Connection- It Is A Healthy Thing
Let’s Connect
The word connect and what it means is different for everyone. For me, connecting means putting things together to get something else. When you connect the plug to the outlet, you get light. If you connect the individual pieces of a jigsaw, you get a cohesive and often beautiful picture. Connect the chocolate, eggs, flour, and butter to a heat source, you get a cake. Connection–it is the epitome of how the whole is greater than the sum of its parts. When Howe and Robinson (2005) coined the term crowdsourcing, they were really talking about connection and the sharing of knowledge. It is such a powerul tool–this concept of sharing in order to gain and distribute information. We are, really and truthfully, more enriched when we give up our egos and realize that we, as individuals, really do not know it all. Did you ever think why the term “know it all” has such a negative connotation?
I think about that and try to parse together my own feelings about know-it-alls. In my world, Mr. Know-It-All, from the Rocky and Bullwinkle Show, was uppity, supercilious, condescending, and of course, knew it all. Giving incredibly pompous advice about anything and everything, something always went wrong–thereby letting us know, in an off-handed way, that know-it-alls do not really know it all. From how to capture a lion to How To Cook A Turkey’s Goose–in the spirit of the upcoming season, we learn that know-it-alls often come across as well- not so smart.

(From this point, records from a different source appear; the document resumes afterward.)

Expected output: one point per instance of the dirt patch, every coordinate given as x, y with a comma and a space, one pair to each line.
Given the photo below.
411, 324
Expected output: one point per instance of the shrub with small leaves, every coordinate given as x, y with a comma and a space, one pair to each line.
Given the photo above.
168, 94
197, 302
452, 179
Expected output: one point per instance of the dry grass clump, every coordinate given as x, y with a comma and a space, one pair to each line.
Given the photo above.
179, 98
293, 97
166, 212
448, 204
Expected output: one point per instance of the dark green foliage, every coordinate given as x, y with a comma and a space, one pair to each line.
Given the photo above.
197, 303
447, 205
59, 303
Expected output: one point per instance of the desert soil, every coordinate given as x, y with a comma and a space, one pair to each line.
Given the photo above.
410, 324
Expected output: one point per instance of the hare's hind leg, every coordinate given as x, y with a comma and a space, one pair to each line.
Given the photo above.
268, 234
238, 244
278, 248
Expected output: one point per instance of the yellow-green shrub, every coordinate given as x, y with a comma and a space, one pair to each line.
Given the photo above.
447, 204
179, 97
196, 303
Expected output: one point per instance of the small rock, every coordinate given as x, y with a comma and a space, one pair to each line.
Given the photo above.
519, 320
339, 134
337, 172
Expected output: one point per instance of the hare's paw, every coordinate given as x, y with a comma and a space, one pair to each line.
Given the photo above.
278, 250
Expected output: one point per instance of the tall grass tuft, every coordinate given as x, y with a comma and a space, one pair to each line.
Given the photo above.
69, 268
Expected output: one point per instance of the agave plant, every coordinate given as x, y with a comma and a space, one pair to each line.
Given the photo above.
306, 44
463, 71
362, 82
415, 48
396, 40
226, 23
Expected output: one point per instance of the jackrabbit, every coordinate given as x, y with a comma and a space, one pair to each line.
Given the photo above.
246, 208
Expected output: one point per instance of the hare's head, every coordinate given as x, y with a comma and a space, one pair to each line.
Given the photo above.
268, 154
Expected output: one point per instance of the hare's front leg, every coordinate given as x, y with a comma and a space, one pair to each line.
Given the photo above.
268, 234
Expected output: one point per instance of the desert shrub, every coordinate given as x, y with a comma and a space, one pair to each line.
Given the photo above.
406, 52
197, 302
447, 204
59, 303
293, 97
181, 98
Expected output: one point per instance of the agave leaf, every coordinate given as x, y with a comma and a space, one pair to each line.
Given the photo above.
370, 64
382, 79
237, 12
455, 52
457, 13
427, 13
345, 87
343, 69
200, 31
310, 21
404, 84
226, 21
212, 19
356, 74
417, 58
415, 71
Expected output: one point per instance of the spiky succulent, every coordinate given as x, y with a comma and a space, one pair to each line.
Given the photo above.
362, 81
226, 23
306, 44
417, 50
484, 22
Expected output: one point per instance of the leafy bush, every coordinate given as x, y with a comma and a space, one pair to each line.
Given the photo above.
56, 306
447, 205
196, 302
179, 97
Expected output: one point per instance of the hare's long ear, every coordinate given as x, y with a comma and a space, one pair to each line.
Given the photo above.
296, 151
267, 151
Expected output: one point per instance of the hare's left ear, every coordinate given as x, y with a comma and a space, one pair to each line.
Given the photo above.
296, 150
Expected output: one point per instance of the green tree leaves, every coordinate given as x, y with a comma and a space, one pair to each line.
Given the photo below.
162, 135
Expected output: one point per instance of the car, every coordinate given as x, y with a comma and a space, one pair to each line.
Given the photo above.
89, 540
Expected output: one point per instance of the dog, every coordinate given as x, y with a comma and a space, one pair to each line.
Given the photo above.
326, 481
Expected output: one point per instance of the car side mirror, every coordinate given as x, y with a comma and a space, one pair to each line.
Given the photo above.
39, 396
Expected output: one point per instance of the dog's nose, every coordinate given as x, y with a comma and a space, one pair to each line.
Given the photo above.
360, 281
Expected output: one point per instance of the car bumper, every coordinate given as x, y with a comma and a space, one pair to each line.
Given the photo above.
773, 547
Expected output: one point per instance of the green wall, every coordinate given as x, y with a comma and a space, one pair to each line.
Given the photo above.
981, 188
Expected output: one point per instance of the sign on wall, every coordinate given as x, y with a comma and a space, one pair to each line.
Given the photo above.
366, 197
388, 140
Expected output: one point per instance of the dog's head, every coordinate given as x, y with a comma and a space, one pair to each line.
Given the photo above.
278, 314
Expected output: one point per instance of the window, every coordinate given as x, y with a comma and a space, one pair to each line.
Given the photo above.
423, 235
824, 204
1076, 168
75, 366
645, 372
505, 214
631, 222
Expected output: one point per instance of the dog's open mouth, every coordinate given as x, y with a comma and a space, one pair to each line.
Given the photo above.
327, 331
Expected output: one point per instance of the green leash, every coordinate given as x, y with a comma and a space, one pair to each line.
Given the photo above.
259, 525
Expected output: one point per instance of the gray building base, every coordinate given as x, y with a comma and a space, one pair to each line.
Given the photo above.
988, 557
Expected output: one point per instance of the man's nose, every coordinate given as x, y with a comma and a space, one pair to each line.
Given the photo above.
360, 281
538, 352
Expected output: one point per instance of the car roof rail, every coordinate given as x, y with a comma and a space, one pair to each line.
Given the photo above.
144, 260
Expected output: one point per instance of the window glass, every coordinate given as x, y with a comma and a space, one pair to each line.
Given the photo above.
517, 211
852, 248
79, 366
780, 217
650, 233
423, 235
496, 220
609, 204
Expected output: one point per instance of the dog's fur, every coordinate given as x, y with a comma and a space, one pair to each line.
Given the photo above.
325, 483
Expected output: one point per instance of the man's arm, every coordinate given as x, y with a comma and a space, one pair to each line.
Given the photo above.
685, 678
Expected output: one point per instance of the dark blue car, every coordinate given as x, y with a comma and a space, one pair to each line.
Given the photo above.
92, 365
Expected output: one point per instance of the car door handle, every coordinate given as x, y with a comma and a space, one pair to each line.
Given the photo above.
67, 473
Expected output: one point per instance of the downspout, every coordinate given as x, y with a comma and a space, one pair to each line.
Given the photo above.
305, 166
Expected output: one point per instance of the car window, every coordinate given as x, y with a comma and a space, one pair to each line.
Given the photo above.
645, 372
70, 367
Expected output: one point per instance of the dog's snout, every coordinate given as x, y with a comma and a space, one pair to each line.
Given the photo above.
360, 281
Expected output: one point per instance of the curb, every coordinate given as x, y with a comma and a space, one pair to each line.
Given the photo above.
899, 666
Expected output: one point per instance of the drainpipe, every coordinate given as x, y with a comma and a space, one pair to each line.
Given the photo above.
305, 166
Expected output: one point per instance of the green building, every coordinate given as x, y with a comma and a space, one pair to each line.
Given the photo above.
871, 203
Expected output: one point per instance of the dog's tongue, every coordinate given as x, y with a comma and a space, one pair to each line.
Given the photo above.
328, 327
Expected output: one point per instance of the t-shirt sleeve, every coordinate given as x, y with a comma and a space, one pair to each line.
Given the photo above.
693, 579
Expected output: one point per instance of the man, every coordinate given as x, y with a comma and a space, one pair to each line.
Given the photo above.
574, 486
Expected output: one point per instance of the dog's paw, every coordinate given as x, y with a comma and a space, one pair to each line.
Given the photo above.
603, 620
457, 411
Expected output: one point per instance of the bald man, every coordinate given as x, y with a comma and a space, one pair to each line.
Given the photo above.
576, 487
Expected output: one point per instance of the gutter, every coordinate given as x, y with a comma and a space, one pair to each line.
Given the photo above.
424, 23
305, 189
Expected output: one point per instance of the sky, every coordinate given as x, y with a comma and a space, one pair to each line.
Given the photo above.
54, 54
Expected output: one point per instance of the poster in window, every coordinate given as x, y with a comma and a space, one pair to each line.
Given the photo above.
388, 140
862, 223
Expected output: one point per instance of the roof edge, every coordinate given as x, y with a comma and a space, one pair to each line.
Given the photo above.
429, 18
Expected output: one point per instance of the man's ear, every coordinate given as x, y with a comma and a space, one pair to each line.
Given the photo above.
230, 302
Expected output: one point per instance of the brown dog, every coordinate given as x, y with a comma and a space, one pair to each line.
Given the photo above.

The concept of knowing-it-all doesn’t seem to fit in naturally to human social experience. Children may not want to share their toys, but that is not the same thing as not wanting to share their knowledge and expertise. Watch children play. When one child struggles, the others will help. They will share their crayons. They will willingly share their work. They will say, “I’ll show you how.” Robert Fulghum wrote a text stating that everything he truly needed to become a functioning and responsible adult, he learned in kindergarten. And his first lesson: SHARE EVERYTHING. We need to remember the power of collaborative sharing. We need to embrace the concept of crowdsourcing. We are, together, greater than who we are as one. One is definitely the loneliest number. So why is this so hard to embrace in education? Adopting the crowdsourcing model, adopting the sense of community really means getting rid of borders and dividing lines. Community and sharing must eradicate power structures, and as Freire so accurately postulated, the banking model of education must be “withdrawn.” This can be harder than one thinks. I mean after all, we, in the teaching profession take our charge and our craft very seriously. We have a passion and a drive to mold the future of today’s youth, to help them become the most that they can be. But sometimes, we fall prey to insisting that we “know it all” and it is up to us to deliver our knowledge to a group of willing, or not-so-willing recipients. “Don’t worry children. This hurts us more than it hurts you” is what we say, but actually it doesn’t. It hurts everyone. We must take a refresher course in the benefits of sharing and combining the knowledge of many to enrich the knowledge of many.
We have to foster the development of our students and build their abilities, confidence, and strengths in what it really means to be an active and successful participant in today’s global world. We live in a world that is connected instantaneously with a click of a button. We live next door to each other even if we are continents apart. We have instantaneous connection with each other even if we cannot hold hands. We must allow our students to do this. Please, let’s give up the control and let the knowledge of many become the teacher of all.